One plan that gained favor with several families was to give ten cents to the cook and ten cents to the waitress every time a guest was invited to a meal: ten cents for each guest. At the end of a month the ten cent pieces had amounted to quite a sum of money.

Another plan that was tried in a small family was to give fifty cents to the cook and fifty cents to each of the two waitresses for every dinner party that took place, regardless of the number of guests. Still another plan was to give at the end of the month, a two dollar, five dollar, or ten dollar bill to an employee who had given many extra hours of satisfactory work to her employer.

All these plans are good in a certain sense, inasmuch as they show that women are awakening to the realization that some compensation is due to household employees for the extra long hours of work frequently unavoidable in family life. But unfortunately these plans lack stability, for they depend altogether upon the generosity and kindness of different employers, instead of upon a just and firmly established business principle.

And now comes the question: What method of payment for overtime will produce a permanently satisfactory result?

The only one that appears just and is applicable to all cases is to pay each employee one and a half times as much per hour for extra work as for regular work. In this way each employee is paid for overtime in just proportion to the value of her regular services. For instance, when a household employee receives $20, $30, or $40 per month, that is to say $5, $7.50, or $10 per week, for working eight hours a day and six days a week, she is receiving approximately 10, 15, or 20 cents per hour for her regular work. By giving her one and one half times as much for extra work, she ought to receive 15, 22-1/2, or 30 cents per hour for every hour she works for her employer after the completion of her regular eight hours' work.

This plan has never failed to bring satisfaction, and it has the advantage of placing the employer and the employee on an equally delightful footing of independence. The performance of extra work is no longer regarded as a matter of obligation on one side, and of concession on the other, but as a purely business transaction.

Some housewives fear that the regular work would be intentionally prolonged beyond all measure if it became an established rule to pay extra for work performed overtime. This could be easily checked, however, by paying extra only for work that was necessitated by unusual events in the family life.

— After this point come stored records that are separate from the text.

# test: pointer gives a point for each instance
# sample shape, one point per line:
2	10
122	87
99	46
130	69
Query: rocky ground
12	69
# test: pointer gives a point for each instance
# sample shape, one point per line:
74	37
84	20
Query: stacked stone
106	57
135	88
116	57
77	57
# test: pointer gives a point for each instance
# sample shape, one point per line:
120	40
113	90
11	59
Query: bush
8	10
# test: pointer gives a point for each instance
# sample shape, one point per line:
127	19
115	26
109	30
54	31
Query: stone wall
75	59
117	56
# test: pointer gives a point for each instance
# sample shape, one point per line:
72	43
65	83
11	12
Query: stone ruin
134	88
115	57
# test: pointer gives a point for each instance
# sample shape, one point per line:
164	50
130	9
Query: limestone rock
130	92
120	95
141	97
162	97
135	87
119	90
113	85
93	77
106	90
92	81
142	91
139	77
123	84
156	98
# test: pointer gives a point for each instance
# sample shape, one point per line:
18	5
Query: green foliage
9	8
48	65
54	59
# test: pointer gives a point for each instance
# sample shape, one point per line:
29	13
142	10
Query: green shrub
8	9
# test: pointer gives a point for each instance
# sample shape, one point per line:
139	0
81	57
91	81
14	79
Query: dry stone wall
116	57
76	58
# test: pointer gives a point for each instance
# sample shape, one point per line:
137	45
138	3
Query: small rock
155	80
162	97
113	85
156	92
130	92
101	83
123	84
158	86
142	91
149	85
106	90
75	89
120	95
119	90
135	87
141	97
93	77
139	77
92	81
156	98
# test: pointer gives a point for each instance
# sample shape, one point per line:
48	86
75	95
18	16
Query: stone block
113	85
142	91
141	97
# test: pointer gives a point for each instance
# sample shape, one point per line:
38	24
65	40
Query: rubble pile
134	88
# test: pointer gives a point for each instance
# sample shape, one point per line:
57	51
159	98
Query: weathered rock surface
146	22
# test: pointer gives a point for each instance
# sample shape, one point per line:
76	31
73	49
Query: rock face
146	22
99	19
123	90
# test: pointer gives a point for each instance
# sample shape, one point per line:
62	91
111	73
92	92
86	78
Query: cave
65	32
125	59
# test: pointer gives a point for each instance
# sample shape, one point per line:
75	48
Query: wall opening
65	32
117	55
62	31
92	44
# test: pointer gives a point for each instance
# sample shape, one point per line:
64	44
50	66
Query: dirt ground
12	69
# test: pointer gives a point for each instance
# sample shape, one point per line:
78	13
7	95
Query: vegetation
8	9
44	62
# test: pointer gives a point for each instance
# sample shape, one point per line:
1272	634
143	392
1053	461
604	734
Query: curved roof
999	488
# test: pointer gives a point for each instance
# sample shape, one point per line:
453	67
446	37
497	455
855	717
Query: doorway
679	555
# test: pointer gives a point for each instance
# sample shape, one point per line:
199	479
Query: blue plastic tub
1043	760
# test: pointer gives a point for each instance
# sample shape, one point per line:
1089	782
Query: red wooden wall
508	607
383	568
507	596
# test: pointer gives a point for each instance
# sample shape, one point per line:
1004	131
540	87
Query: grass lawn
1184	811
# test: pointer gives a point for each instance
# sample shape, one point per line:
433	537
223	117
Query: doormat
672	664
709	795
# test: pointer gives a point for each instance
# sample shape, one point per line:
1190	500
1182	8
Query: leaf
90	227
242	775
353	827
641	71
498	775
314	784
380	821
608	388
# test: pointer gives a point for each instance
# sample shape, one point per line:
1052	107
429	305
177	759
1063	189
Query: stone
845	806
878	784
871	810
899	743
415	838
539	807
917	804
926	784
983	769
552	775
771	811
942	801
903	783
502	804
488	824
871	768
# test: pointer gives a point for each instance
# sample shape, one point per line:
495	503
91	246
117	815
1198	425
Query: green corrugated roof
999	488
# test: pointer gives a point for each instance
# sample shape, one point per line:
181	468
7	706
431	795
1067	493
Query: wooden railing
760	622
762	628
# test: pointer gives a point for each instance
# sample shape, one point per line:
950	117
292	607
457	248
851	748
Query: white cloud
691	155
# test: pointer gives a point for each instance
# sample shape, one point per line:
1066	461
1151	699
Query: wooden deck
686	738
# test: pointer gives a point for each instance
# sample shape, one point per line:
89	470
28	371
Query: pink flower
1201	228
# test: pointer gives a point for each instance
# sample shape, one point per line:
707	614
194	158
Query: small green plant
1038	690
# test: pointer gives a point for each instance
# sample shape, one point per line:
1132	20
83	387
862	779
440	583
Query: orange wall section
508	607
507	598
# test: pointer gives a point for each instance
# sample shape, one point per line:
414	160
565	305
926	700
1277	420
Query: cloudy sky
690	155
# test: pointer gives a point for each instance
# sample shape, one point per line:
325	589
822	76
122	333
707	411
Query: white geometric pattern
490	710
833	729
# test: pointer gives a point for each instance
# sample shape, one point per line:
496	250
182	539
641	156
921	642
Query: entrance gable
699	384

In families where only one employee is kept, naturally the occasions for asking her to work overtime arise more frequently than in families where there are two or more employees, especially if there be small children in the family. Yet these occasions need not come very often, if the housewife bears in mind that even with only one employee, she has eight hours every day at her own disposal; she ought to plan her outside engagements accordingly. Her liberty from household cares during these eight hours can only be gained though by having efficient and trustworthy assistants in her home, and she can never obtain these unless she abandons her old fashioned methods of housekeeping. She must grant to household employees the same rights and privileges given to business employees; she must apply business principles to housework. A great power lies in the hands of the modern housewife, a power as yet only suspected by a few, which, if properly wielded, can raise housework from its present undignified position to the place it ought to occupy, and that is in the foremost rank of manual labor for women.